On Fri, 04.09.09 07:52, pl bossart (bossart.nospam@gmail.com) wrote:
I am looking for a way to find out whether the clocks of two snd_pcm_t's are perfectly in sync and don't deviate (or only deviate by a constant phase).
short answer:no You would need hardware that would count the bit clock transitions and provide the delta. Few devices provide this in the consumer space, and when they do they actually perform an asynchronous sample-rate conversion on the fly (cf. Freescale DSP563xx). Analog Devices also provides dedicated sample-rate converters that perform this comparison and resampling; they are typically used when multiple masters are present. All this nice hardware wouldn't work anyway for USB where audio is transmitted in packets every ms; it's hard to guess what the real audio speed is.
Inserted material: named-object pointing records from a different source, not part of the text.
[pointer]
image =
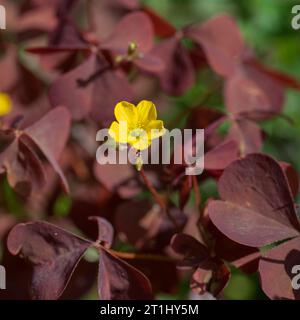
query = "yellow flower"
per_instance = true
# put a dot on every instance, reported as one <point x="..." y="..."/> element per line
<point x="136" y="125"/>
<point x="5" y="104"/>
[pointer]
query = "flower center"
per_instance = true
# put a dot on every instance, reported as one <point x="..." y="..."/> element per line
<point x="137" y="133"/>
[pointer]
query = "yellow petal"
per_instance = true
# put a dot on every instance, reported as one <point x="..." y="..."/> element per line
<point x="146" y="112"/>
<point x="125" y="111"/>
<point x="5" y="104"/>
<point x="118" y="132"/>
<point x="155" y="129"/>
<point x="141" y="144"/>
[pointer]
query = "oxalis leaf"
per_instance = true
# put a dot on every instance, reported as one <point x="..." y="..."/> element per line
<point x="55" y="253"/>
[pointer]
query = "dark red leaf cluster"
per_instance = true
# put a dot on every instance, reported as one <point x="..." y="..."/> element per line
<point x="64" y="88"/>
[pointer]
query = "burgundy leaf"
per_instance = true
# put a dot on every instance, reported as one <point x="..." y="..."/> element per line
<point x="120" y="281"/>
<point x="95" y="87"/>
<point x="50" y="134"/>
<point x="24" y="170"/>
<point x="162" y="27"/>
<point x="105" y="229"/>
<point x="117" y="178"/>
<point x="53" y="252"/>
<point x="194" y="252"/>
<point x="256" y="207"/>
But that should already be good enough for my purposes. I mostly care that over a longer period of time the deviation between input and output (or two outputs) is bounded. That means, if there is a fixed time deviation between recording and playback and I know only that it is fixed but don't know exactly what it is I am already a happier man.
That's the reason why I introduced the resampling enable/disable in the PA module-loopback code, only the user/system designer will know if you have one master or more, and whether you should enable variable-rate interpolation.
but why shouldn't this information be queriable from the drivers? Drivers do know a lot about the hardware they drive, so they should now about clocks, too.